Comme me l'a expliqué Tamar Lewinsky, qui effectue un travail remarquable sur ces enregistrements, il s'agit d'un entretien en anglais de Claude Lanzmann avec l'une des rares survivantes du camp d'extermination de Sobibor, Ilana Safran, une Israélienne qui avait demandé à Claude son consentement pour être filmée, mais qui a refusé et n'apparaît donc pas dans Shoah. Claude lui explique textuellement en anglais en 1975, dix ans avant la sortie du film : « Je prépare un film sur la Shoah.» J'avais donc la preuve de ce qu'avait fait Corinna Coulmas, principale assistante de Claude pour la production de Shoah, pendant douze ans : tout au long de la préparation de Shoah, l'équipe composée de Claude et de ses deux assistantes hébraïques, Corinna Coulmas et Irena Steinfeldt-Levy, utilisait fréquemment le mot « Shoah », tel qu'il était utilisé en Israël depuis 1948 pour désigner l'extermination des Juifs d'Europe pendant la Seconde Guerre mondiale – un mot qui signifie « grande catastrophe » et que l'on retrouve un nombre limité de fois dans la Bible. Alors, à la dernière minute, faute de trouver un titre, Claude a opté pour Shoah, qu'il a très bien exprimé dans Le Lièvre de Patagonie. Après la première au Théâtre de l'Empire, le journal Le Monde a publié la critique de Simone de Beauvoir dans son numéro du 29 avril, que les abonnés du journal peuvent relire aujourd'hui : « Shoah, de Claude Lanzmann : La mémoire de l'horreur ».
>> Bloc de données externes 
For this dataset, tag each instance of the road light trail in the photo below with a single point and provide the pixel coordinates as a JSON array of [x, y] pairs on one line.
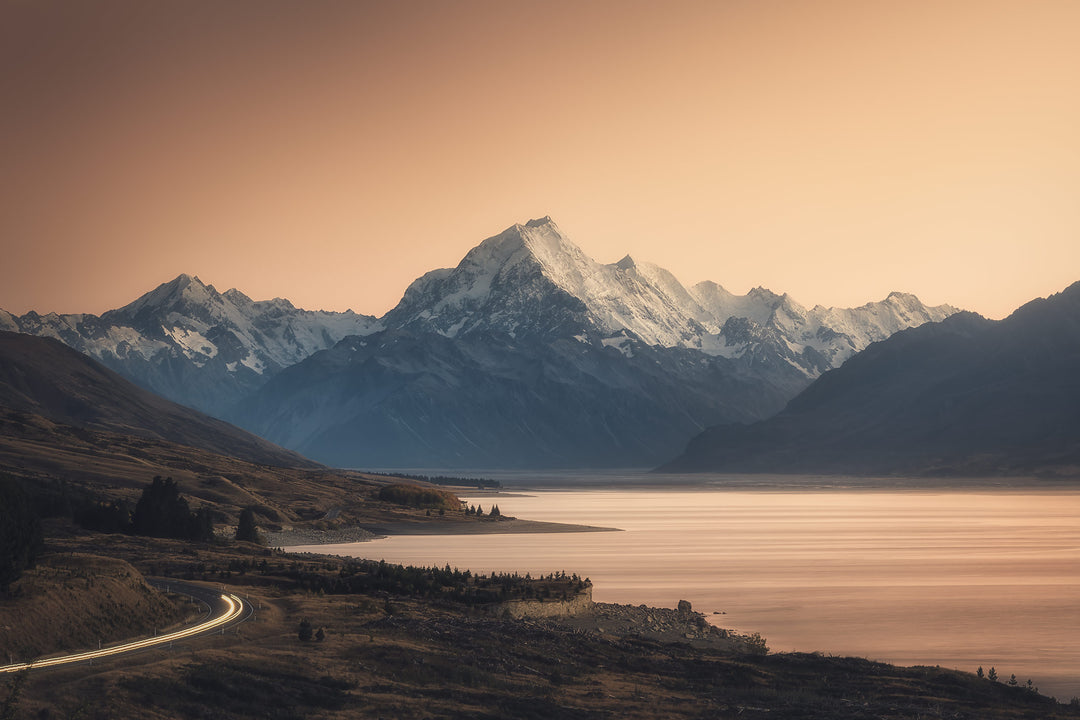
[[234, 607]]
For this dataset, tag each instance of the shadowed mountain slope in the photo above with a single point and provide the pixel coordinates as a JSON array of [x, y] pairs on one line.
[[962, 396], [44, 377]]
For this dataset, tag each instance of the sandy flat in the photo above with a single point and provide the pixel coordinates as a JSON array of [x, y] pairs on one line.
[[512, 526], [366, 532]]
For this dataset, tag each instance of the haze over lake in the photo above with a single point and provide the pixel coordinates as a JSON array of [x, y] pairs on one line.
[[959, 578]]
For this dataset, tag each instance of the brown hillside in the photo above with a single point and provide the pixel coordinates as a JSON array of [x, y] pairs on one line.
[[44, 377]]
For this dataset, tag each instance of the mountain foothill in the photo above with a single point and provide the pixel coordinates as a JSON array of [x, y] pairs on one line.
[[530, 354]]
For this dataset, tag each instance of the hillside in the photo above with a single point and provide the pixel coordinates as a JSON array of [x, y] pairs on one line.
[[531, 354], [966, 396], [43, 377]]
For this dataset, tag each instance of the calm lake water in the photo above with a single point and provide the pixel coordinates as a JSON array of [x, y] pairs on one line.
[[957, 579]]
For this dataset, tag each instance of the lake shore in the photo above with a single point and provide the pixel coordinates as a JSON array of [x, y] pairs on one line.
[[305, 537]]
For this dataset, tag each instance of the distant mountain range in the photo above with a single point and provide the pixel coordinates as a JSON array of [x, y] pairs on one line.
[[964, 396], [44, 378], [527, 354], [194, 345], [530, 354]]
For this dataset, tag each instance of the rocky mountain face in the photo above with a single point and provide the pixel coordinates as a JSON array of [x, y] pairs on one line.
[[194, 345], [40, 377], [529, 353], [964, 396]]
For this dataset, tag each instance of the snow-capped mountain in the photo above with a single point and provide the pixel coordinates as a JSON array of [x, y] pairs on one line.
[[530, 353], [967, 396], [531, 281], [196, 345]]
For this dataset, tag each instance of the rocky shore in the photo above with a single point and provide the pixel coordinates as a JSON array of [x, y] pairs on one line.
[[296, 537], [663, 624]]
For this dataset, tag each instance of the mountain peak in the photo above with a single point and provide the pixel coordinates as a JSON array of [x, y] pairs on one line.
[[538, 222], [180, 288]]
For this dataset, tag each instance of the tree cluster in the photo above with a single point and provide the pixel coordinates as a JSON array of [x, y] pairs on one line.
[[413, 496], [478, 511], [368, 576], [161, 512], [21, 538]]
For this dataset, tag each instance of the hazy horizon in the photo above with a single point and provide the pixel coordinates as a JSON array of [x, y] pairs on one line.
[[333, 153]]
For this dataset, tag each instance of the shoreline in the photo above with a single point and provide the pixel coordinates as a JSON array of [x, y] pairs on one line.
[[304, 537]]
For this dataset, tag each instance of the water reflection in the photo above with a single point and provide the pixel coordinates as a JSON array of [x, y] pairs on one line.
[[958, 579]]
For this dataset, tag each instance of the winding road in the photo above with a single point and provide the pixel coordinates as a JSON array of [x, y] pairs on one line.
[[225, 610]]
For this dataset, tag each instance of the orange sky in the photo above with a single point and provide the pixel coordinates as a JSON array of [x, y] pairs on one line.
[[332, 151]]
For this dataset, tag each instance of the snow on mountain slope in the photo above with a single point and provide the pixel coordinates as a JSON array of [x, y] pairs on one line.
[[196, 345], [530, 279]]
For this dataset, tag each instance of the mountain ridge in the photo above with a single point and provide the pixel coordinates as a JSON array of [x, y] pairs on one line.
[[46, 378], [963, 396], [524, 317]]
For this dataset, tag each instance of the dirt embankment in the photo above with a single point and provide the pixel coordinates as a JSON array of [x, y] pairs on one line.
[[663, 624], [72, 601]]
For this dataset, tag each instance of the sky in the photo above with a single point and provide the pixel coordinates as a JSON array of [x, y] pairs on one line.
[[333, 151]]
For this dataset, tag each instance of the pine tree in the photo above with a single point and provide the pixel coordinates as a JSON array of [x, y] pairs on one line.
[[21, 537], [246, 530]]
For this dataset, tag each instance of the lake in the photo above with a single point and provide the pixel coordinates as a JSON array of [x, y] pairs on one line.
[[955, 578]]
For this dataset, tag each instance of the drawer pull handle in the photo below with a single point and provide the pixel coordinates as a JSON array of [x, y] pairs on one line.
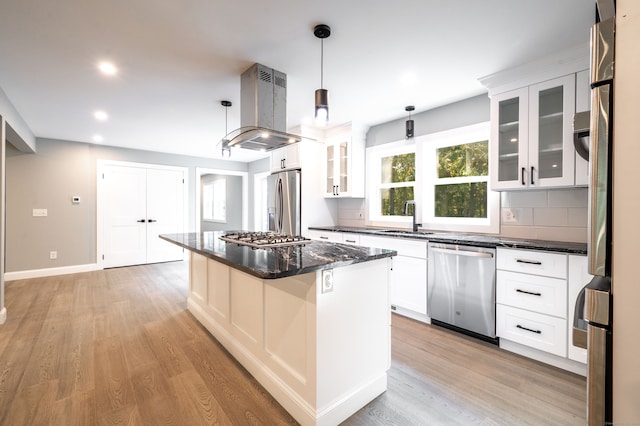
[[529, 262], [529, 329], [528, 292]]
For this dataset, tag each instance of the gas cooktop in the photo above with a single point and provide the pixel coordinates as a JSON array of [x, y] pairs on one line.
[[264, 239]]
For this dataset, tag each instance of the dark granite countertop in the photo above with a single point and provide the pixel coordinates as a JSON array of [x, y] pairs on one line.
[[277, 262], [478, 240]]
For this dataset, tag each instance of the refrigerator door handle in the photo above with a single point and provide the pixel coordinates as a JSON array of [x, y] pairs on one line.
[[598, 187], [279, 206]]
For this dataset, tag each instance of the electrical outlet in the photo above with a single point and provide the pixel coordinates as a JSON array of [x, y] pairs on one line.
[[327, 281]]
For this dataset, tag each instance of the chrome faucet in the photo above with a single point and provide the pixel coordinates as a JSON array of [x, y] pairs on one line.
[[406, 211]]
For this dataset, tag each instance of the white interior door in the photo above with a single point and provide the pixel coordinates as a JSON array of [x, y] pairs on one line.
[[140, 204], [125, 215], [165, 213]]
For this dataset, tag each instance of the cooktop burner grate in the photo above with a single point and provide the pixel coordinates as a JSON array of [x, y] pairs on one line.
[[264, 239]]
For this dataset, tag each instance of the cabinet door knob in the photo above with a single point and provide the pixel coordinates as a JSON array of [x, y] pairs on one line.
[[532, 183]]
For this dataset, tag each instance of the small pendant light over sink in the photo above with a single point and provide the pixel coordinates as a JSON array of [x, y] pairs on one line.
[[322, 31], [408, 125]]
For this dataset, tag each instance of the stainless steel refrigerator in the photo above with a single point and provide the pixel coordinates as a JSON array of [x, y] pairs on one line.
[[592, 328], [283, 202]]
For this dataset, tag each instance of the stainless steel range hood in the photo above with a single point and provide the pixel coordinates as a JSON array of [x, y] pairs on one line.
[[263, 111]]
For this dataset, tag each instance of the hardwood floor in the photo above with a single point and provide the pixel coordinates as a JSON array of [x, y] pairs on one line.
[[118, 347]]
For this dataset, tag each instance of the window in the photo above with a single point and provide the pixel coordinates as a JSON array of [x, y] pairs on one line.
[[214, 201], [461, 188], [392, 178], [456, 192]]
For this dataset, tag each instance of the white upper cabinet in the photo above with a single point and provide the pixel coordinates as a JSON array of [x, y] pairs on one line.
[[343, 174], [583, 103], [285, 158], [532, 136]]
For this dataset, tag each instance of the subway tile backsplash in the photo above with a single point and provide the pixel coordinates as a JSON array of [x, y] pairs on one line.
[[554, 214]]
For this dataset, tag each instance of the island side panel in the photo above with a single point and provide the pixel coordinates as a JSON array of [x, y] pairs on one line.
[[353, 339], [323, 356]]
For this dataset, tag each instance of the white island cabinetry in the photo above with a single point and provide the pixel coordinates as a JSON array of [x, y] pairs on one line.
[[322, 355]]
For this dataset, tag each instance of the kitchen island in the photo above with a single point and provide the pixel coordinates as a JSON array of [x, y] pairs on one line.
[[311, 322]]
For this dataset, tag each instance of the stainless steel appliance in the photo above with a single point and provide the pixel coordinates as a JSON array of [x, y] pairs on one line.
[[283, 202], [264, 239], [462, 287], [263, 111], [592, 328]]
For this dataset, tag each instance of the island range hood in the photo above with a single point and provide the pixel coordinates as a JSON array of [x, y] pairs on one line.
[[263, 111]]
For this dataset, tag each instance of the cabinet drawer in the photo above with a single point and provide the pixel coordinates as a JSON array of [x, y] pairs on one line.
[[538, 331], [544, 295], [403, 246], [532, 262]]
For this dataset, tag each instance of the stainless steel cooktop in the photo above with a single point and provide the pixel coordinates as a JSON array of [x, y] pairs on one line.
[[264, 239]]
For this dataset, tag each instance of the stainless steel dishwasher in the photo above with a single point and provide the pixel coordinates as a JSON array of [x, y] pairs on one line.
[[462, 287]]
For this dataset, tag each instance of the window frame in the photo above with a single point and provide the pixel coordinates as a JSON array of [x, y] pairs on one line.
[[373, 171], [427, 147], [212, 195]]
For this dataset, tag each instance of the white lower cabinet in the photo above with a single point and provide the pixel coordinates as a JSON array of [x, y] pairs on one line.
[[539, 331], [534, 305], [409, 276]]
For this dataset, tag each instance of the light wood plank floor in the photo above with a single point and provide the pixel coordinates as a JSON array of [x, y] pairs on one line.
[[118, 347]]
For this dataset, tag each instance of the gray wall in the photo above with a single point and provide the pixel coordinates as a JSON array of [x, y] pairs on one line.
[[255, 167], [234, 203], [458, 114], [48, 179]]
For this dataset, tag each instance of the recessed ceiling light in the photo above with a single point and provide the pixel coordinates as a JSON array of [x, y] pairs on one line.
[[101, 115], [107, 68]]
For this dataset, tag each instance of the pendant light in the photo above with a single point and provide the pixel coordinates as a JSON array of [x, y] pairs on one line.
[[408, 125], [225, 142], [322, 31]]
Le film a commencé son voyage universel. Depuis, l'inscription de l'ACFL au patrimoine mondial de l'UNESCO, en raison de sa dimension internationale, a remis ce monument sur le devant de la scène à travers le monde. Il a été projeté à Varsovie, au cinéma Muranów, au cœur du ghetto, le week-end du 13 et 14 avril 2025, devant une salle comble. Puis, le week-end dernier, au Festival de Pékin, avec le magnifique film de Guillaume Ribot, inspiré des tempêtes de Shoah : « Je n'avais que le néant », dont nous vous parlions précédemment. L'INA et Lumni Ensegment célèbrent également les 40 ans de ce film.
Le matériel pédagogique a été conçu par Jean-François Forges en collaboration avec Claude Lanzmann. L'INA et Lumni mettent à disposition des extraits de « Shoah » à l'occasion des 40 ans de sa sortie.
"Shoah“ - abstrait 1 - La disparition des traces
"Shoah“ - abstrait 2 - Les chambres à gaz de Treblinka et d'Auschwitz
"Shoah“ - abstrait 3 - Grabow polonais
"Shoah“ - abstrait 4 - Chelmno Pologne
"Shoah“ - abstrait 5 - Le processus de mise à mort à Treblinka
"Shoah“ - abstrait 6 - Vie et mort des Juifs du camp familial de Theresienstadt à Birkenau
Cette œuvre, que « chacun devrait voir au moins une fois dans sa vie », comme l'a déclaré l'étudiant polonais Franek Csaja à propos de la projection à Varsovie, doit être montrée encore et encore. Il appartient à chacun d'exploiter les vertus éducatives de ce film dénué de toute image de violence, que ce soit à l'école ou en famille, pour sensibiliser tous les âges à la lutte contre les dérives sociales actuelles.